Abstract

Recent placebo-controlled clinical trials suggest excessive adverse cardiovascular (CV) events associated with cyclooxygenase (COX)-2 selective nonsteroidal anti-inflammatory drugs (NSAIDs), developed to reduce gastrointestinal irritation associated with nonselective NSAIDs. Subsequent retrospective analyses of observational series and non-CV clinical trials suggest that CV events may occur with modest excess with all NSAIDs, nonselective and COX-2 selective, compared with nonuse of these drugs, may be dose related, and do not differ substantially in frequency among various NSAIDs. However, inadequacy of study designs, controls, and events has precluded definition of the risk-benefit relationship of COX-2 selective and nonselective NSAIDs.
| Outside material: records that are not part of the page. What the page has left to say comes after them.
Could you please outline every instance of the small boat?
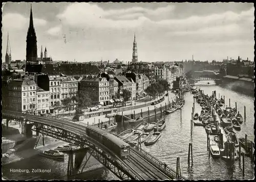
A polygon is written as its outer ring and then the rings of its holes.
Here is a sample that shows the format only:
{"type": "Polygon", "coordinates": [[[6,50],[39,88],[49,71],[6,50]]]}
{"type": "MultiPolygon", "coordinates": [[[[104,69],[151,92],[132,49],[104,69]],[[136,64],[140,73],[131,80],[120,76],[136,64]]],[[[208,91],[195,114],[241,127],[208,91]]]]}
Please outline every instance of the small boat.
{"type": "MultiPolygon", "coordinates": [[[[154,127],[154,131],[157,131],[157,126],[154,127]]],[[[165,119],[164,118],[162,118],[160,121],[158,121],[158,131],[161,131],[165,127],[165,119]]]]}
{"type": "Polygon", "coordinates": [[[126,138],[125,140],[129,142],[136,141],[139,138],[139,134],[141,134],[141,131],[136,131],[134,132],[132,135],[126,138]]]}
{"type": "Polygon", "coordinates": [[[63,153],[53,150],[51,151],[43,150],[40,153],[40,155],[56,160],[64,160],[64,154],[63,153]]]}
{"type": "Polygon", "coordinates": [[[209,124],[209,119],[206,117],[203,117],[202,119],[202,123],[204,125],[207,125],[209,124]]]}
{"type": "Polygon", "coordinates": [[[199,118],[199,115],[198,115],[198,113],[196,112],[195,114],[195,116],[194,116],[193,119],[194,120],[197,120],[198,119],[198,118],[199,118]]]}
{"type": "Polygon", "coordinates": [[[217,143],[212,140],[210,141],[210,151],[212,157],[220,157],[220,151],[217,143]]]}
{"type": "Polygon", "coordinates": [[[239,140],[236,134],[230,132],[227,134],[227,139],[229,142],[233,142],[235,147],[239,146],[239,140]]]}
{"type": "Polygon", "coordinates": [[[205,126],[208,125],[208,124],[204,124],[202,123],[201,123],[200,122],[196,122],[195,121],[193,121],[194,125],[194,126],[205,126]]]}
{"type": "Polygon", "coordinates": [[[112,129],[116,128],[117,126],[117,123],[111,123],[111,124],[110,124],[110,125],[105,124],[101,128],[101,129],[106,131],[111,131],[112,129]]]}
{"type": "Polygon", "coordinates": [[[136,126],[133,129],[135,131],[143,131],[144,128],[148,125],[148,123],[146,122],[143,122],[139,124],[137,126],[136,126]]]}
{"type": "Polygon", "coordinates": [[[161,137],[161,133],[159,131],[154,132],[151,134],[146,140],[144,142],[144,144],[146,146],[152,145],[155,144],[161,137]]]}
{"type": "Polygon", "coordinates": [[[217,132],[217,129],[215,125],[210,125],[210,129],[211,129],[211,132],[213,133],[216,133],[217,132]]]}
{"type": "Polygon", "coordinates": [[[181,107],[182,107],[182,106],[183,106],[184,105],[184,102],[179,102],[178,103],[177,105],[176,105],[176,108],[177,109],[180,109],[181,107]]]}
{"type": "Polygon", "coordinates": [[[229,133],[232,133],[234,134],[236,134],[236,132],[233,131],[233,129],[232,128],[229,128],[229,127],[225,127],[224,128],[224,131],[226,133],[226,134],[228,134],[229,133]]]}
{"type": "Polygon", "coordinates": [[[122,132],[121,133],[118,134],[117,136],[120,138],[122,139],[125,139],[131,136],[134,132],[134,130],[133,129],[129,129],[125,131],[122,132]]]}
{"type": "Polygon", "coordinates": [[[242,115],[238,113],[234,116],[234,118],[236,119],[236,120],[237,120],[240,124],[243,123],[243,117],[242,117],[242,115]]]}
{"type": "Polygon", "coordinates": [[[216,142],[217,144],[219,143],[219,140],[218,140],[218,136],[214,136],[214,140],[215,142],[216,142]]]}
{"type": "Polygon", "coordinates": [[[156,126],[157,125],[157,123],[152,122],[150,123],[149,125],[147,125],[145,128],[144,128],[144,131],[145,132],[148,132],[152,131],[154,129],[154,127],[156,126]]]}
{"type": "MultiPolygon", "coordinates": [[[[238,140],[239,140],[241,143],[241,147],[245,149],[245,138],[244,137],[240,137],[238,140]]],[[[251,150],[251,143],[252,142],[250,140],[247,139],[247,151],[251,150]]]]}
{"type": "Polygon", "coordinates": [[[231,123],[233,128],[237,130],[241,130],[241,126],[238,121],[237,121],[236,120],[232,120],[231,123]]]}
{"type": "Polygon", "coordinates": [[[210,126],[205,126],[205,131],[206,132],[206,133],[211,133],[211,129],[210,128],[210,126]]]}
{"type": "Polygon", "coordinates": [[[223,127],[232,128],[232,122],[230,119],[221,118],[221,122],[223,127]]]}
{"type": "Polygon", "coordinates": [[[177,108],[175,106],[173,106],[171,108],[169,108],[168,109],[167,109],[166,110],[165,110],[165,113],[168,115],[168,114],[173,113],[173,112],[174,112],[176,110],[177,110],[177,108]]]}

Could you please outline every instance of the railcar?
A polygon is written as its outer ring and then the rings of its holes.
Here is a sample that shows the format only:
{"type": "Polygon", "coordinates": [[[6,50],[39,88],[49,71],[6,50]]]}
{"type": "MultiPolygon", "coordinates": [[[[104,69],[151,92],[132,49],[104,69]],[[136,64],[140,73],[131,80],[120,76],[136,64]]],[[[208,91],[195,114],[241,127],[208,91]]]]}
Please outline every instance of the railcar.
{"type": "Polygon", "coordinates": [[[120,158],[130,155],[130,146],[122,140],[97,127],[90,126],[86,129],[87,135],[105,146],[120,158]]]}

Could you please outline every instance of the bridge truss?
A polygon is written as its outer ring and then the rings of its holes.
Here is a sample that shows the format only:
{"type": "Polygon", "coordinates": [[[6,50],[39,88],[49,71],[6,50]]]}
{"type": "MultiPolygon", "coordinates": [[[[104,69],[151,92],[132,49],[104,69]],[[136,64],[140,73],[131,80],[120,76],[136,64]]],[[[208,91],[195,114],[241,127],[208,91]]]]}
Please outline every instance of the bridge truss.
{"type": "MultiPolygon", "coordinates": [[[[128,166],[125,166],[121,163],[118,162],[111,155],[104,152],[97,146],[82,137],[82,134],[81,133],[77,133],[75,131],[68,131],[58,127],[43,123],[35,123],[35,128],[31,128],[32,131],[69,143],[88,147],[89,149],[88,152],[120,179],[141,179],[137,174],[134,174],[128,166]]],[[[75,165],[76,166],[75,164],[75,165]]],[[[75,175],[82,173],[84,168],[81,169],[77,169],[79,167],[80,165],[76,166],[76,169],[74,170],[70,170],[70,171],[73,171],[72,173],[70,172],[70,174],[75,175]]]]}

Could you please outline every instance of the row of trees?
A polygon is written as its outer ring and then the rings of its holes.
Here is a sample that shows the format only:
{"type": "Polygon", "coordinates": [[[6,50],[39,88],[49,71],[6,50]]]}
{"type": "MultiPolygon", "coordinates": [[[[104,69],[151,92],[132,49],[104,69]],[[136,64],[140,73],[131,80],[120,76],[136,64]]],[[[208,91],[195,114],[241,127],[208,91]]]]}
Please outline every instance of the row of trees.
{"type": "Polygon", "coordinates": [[[155,99],[156,96],[160,96],[165,91],[170,90],[170,84],[165,80],[161,80],[152,83],[145,89],[145,92],[150,97],[155,99]]]}

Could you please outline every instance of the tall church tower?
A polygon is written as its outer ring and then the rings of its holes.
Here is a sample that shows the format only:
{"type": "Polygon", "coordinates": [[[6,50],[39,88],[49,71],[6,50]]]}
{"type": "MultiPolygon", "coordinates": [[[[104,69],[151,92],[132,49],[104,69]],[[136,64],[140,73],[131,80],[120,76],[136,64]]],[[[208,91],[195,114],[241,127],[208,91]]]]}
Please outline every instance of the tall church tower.
{"type": "Polygon", "coordinates": [[[9,32],[7,34],[7,47],[6,48],[6,54],[5,55],[5,63],[7,65],[11,63],[12,57],[11,55],[11,46],[10,46],[10,40],[9,39],[9,32]]]}
{"type": "Polygon", "coordinates": [[[45,49],[45,58],[47,58],[47,50],[46,50],[46,49],[45,49]]]}
{"type": "Polygon", "coordinates": [[[27,48],[26,60],[27,62],[36,62],[37,59],[37,47],[36,46],[36,36],[33,23],[32,5],[30,9],[29,27],[27,35],[27,48]]]}
{"type": "Polygon", "coordinates": [[[134,33],[134,41],[133,48],[133,59],[132,62],[138,62],[138,53],[137,52],[137,42],[135,40],[135,33],[134,33]]]}

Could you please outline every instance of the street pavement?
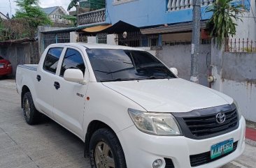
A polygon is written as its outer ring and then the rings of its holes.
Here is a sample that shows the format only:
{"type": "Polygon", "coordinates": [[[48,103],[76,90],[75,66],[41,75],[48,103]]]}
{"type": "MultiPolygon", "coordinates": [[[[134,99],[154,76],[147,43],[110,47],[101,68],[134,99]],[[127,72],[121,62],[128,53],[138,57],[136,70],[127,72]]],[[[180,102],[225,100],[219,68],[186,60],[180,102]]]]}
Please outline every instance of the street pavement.
{"type": "MultiPolygon", "coordinates": [[[[244,153],[222,168],[256,167],[256,143],[246,142],[244,153]]],[[[34,167],[90,167],[83,143],[62,126],[46,117],[38,125],[27,125],[15,80],[0,78],[0,168],[34,167]]]]}

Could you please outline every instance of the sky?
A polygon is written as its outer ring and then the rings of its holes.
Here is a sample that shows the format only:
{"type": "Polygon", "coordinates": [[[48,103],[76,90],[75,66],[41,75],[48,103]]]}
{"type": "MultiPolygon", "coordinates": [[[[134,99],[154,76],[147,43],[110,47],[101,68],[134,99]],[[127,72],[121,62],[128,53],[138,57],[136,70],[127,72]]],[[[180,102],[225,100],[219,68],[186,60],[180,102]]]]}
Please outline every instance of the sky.
{"type": "MultiPolygon", "coordinates": [[[[62,6],[66,10],[68,8],[69,2],[71,0],[39,0],[40,6],[42,8],[47,8],[51,6],[62,6]]],[[[17,6],[15,0],[0,0],[0,12],[3,14],[6,15],[7,13],[11,16],[15,13],[17,10],[17,6]]],[[[74,9],[71,9],[74,10],[74,9]]]]}

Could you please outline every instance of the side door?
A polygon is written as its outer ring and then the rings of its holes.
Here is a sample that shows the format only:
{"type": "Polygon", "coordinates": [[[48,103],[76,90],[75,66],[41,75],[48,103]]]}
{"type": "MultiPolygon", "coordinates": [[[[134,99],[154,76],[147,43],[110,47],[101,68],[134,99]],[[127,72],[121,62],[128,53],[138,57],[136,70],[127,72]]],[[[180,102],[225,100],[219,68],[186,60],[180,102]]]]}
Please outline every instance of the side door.
{"type": "Polygon", "coordinates": [[[48,49],[43,66],[37,70],[36,89],[36,103],[38,110],[53,118],[54,81],[64,47],[52,47],[48,49]]]}
{"type": "Polygon", "coordinates": [[[62,60],[62,63],[55,82],[59,86],[54,91],[55,119],[69,130],[82,137],[83,135],[83,117],[87,84],[71,82],[64,79],[69,68],[80,69],[88,81],[89,72],[83,52],[75,47],[67,47],[62,60]]]}

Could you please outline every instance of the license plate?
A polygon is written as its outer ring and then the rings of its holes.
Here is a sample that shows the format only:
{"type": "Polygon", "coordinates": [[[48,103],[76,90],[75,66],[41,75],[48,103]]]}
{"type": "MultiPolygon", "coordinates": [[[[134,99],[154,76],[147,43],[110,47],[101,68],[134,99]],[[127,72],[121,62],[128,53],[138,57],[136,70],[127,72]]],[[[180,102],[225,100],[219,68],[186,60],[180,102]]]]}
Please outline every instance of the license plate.
{"type": "Polygon", "coordinates": [[[216,158],[233,151],[234,139],[218,143],[211,146],[211,159],[216,158]]]}

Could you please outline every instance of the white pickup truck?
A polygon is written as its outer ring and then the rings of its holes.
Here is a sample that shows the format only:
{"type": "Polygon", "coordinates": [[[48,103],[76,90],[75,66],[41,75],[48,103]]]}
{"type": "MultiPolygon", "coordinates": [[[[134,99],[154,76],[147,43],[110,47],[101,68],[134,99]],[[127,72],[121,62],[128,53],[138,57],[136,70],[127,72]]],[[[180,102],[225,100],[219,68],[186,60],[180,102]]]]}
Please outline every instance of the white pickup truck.
{"type": "Polygon", "coordinates": [[[43,114],[72,132],[92,168],[213,168],[241,155],[235,101],[177,74],[140,49],[66,43],[19,66],[16,82],[27,123],[43,114]]]}

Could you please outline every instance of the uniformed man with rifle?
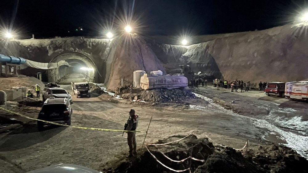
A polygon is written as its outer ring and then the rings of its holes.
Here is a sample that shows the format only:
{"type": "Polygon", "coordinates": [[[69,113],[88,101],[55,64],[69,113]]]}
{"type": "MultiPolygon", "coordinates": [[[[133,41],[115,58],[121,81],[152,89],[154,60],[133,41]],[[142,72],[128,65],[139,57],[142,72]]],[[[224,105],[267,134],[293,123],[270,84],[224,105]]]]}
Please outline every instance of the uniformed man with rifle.
{"type": "MultiPolygon", "coordinates": [[[[135,111],[133,109],[131,109],[128,112],[129,113],[129,118],[127,122],[124,125],[124,130],[130,131],[136,130],[138,126],[138,115],[135,115],[135,111]]],[[[123,132],[124,134],[124,132],[123,132]]],[[[123,136],[123,135],[122,135],[123,136]]],[[[135,155],[137,155],[137,148],[136,143],[136,132],[127,132],[127,143],[129,148],[129,153],[127,157],[130,157],[135,155]]]]}

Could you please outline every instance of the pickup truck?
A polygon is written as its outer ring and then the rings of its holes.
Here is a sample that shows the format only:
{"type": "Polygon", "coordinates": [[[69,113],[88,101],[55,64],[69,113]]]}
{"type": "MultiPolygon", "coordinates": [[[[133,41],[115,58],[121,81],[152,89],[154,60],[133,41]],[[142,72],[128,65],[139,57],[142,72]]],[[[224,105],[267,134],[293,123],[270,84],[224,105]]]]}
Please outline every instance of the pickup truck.
{"type": "Polygon", "coordinates": [[[91,87],[89,86],[89,83],[87,82],[71,82],[72,90],[74,92],[74,95],[76,95],[76,97],[81,97],[91,96],[90,91],[91,87]]]}

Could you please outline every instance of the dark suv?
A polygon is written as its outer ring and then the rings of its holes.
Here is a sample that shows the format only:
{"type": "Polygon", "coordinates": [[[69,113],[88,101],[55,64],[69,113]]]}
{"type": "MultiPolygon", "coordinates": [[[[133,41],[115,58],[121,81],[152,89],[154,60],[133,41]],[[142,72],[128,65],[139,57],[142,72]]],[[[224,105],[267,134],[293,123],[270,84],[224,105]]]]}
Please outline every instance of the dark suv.
{"type": "MultiPolygon", "coordinates": [[[[71,125],[71,118],[73,113],[71,104],[73,103],[66,98],[47,99],[38,113],[38,119],[71,125]]],[[[38,121],[38,130],[43,130],[46,123],[38,121]]]]}
{"type": "Polygon", "coordinates": [[[282,97],[284,97],[285,85],[285,83],[280,82],[268,82],[266,84],[266,88],[264,90],[264,93],[269,96],[278,95],[282,97]]]}

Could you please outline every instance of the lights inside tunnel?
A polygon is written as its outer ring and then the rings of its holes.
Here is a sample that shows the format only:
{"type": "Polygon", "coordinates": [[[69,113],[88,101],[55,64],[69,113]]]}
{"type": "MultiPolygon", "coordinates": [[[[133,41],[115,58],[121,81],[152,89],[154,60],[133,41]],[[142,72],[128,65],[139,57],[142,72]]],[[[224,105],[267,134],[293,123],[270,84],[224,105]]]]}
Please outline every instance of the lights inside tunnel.
{"type": "Polygon", "coordinates": [[[87,67],[81,67],[80,68],[80,70],[87,70],[88,71],[94,71],[94,69],[92,68],[89,68],[87,67]]]}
Resolution of this problem requires several different types of studies, necessarily including appropriately designed randomized, controlled trials comparing commonly employed nonselective and COX-2 selective NSAIDs in patients expected to benefit (ie, those with symptomatically severe arthritis) who also have coronary occlusive disease so that achievable noninferiority trial size has power sufficient to resolve relatively small differences in adverse CV (and gastrointestinal) event rates. This article explores the goals and possible designs of trials appropriate for defining risk-benefit relationship that must be known for optimal application of NSAID therapy.